Rotating daisy-chain
• The rotating daisy-chain procedure is a dynamic extension of the daisy chain algorithm.
• Highest priority to the unit that is nearest to the unit that has most recently accessed the bus
(it becomes the bus controller).
MULTIPROCESSORS
Write-through policy
• As shown in figure 10.12, a store to X (of the value of 120) into the cache of processor P1
updates memory to the new value in a write-through policy.
• A write-through policy maintains consistency between memory and the originating cache,
but the other two caches are inconsistent since they still hold the old value.
Write-back policy
• In a write-back policy, main memory is not updated at the time of the store.
• The copies in the other two caches and main memory are inconsistent.
• Memory is updated eventually when the modified data in the cache are copied back into
memory.
• Another configuration that may cause consistency problems is a direct memory access (DMA)
activity in conjunction with an IOP connected to the system bus.

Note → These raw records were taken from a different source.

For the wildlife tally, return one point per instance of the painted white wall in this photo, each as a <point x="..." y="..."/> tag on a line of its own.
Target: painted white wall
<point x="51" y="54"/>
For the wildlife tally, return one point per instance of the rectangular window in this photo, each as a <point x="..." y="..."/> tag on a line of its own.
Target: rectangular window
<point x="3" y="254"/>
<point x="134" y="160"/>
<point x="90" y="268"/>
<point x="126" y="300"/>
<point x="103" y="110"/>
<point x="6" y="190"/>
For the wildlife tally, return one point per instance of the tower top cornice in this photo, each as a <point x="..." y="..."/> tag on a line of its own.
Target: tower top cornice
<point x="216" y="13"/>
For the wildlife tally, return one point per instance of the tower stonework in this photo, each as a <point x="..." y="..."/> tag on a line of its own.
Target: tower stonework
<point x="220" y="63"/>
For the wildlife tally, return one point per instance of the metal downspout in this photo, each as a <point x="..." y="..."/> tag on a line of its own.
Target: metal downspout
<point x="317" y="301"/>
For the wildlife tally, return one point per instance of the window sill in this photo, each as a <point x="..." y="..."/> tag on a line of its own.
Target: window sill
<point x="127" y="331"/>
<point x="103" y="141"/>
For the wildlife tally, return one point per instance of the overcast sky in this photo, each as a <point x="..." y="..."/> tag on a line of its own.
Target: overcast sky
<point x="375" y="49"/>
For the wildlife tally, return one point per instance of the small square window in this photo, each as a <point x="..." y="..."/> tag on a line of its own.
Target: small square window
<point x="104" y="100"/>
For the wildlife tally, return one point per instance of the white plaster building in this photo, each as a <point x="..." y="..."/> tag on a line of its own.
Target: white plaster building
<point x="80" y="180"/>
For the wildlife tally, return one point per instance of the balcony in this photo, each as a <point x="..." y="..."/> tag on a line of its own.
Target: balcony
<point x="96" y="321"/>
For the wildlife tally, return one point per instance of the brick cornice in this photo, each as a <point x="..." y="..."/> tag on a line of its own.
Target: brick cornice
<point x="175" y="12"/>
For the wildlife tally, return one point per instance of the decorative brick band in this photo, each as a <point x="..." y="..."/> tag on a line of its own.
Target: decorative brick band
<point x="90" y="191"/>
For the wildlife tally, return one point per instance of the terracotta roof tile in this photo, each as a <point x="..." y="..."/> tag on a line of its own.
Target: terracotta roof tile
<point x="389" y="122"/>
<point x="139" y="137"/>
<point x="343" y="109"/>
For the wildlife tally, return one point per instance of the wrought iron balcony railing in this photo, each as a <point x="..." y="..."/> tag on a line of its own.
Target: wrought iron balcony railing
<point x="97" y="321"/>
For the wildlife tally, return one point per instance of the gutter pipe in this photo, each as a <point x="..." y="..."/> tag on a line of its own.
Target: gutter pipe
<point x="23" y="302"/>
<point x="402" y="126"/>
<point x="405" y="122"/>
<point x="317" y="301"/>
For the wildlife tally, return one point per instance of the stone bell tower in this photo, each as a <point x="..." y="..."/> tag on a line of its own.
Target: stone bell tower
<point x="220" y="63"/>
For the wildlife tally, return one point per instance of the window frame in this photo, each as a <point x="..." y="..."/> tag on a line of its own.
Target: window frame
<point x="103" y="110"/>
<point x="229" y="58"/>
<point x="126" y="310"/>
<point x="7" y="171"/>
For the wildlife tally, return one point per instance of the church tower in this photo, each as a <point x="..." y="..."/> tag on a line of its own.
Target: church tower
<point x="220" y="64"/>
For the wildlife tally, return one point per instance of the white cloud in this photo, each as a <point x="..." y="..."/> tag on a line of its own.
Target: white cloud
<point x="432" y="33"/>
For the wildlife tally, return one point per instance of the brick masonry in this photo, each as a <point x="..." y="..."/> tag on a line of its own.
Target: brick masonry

• In the case of input, the DMA may modify locations in main memory that also reside in cache
without updating the cache.
• During a DMA output, memory locations may be read before they are updated from the
cache when using a write-back policy.
MULTIPROCESSORS
Software Approaches
Read-Only Data are Cacheable
• The scheme that allows only nonshared and read-only data to be stored in caches. Such items
are called cachable.
• Shared writable data are noncachable.
• The compiler must tag data as either cachable or noncachable, and the system hardware
makes sure that only cachable data are stored in caches.
• The noncachable data remain in main memory.
• This method restricts the type of data stored in caches and introduces an extra software
overhead that may degrades performance.
Centralized Global Table
• A scheme that allows writable data to exist in at least one cache is a method that employs a
centralized global table in it compiler.
• The status of memory blocks is stored in the central global table.
• Each block is identified as read-only (RO) or read and write (RW).
• All caches can have copies of blocks identified as RO.
• Only one cache can have a copy of an RW block.
• Thus if the data are updated in the cache with an RW block, the other caches are not affected
because they do not have a copy of this block.
Hardware Approaches
Hardware-only solutions are handled by the hardware automatically and have the advantage of
higher speed and program transparency.
Snoopy Cache Controller
• In the hardware solution, the cache controller is specially designed to allow it to monitor all
bus requests from CPUs and IOPs.
• All caches attached to the bus constantly monitor the network for possible write operations.
• Depending on the method used, they must then either update or invalidate their own cache
copies when a match is detected.
• The bus controller that monitors this action is referred to as a snoopy cache controller.
• This is basically a hardware unit designed to maintain a bus-watching mechanism over all the
caches attached to the bus.
• All the snoopy controllers watch the bus for memory store operations.
• When a word in a cache is updated by writing into it, the corresponding location in main
memory is also updated.
• The local snoopy controllers in all other caches check their memory to determine if they have
a copy of the word that has been overwritten.
• If a copy exists in a remote cache, that location is marked invalid.
• Because all caches snoop on all bus writes, whenever a word is written, the net effect is to
update it in the original cache and main memory and remove it from all other caches.
• If at some future time a processor accesses the invalid item from its cache, the response is
equivalent to a cache miss, and the updated item is transferred from main memory. In this
way, inconsistent versions are prevented.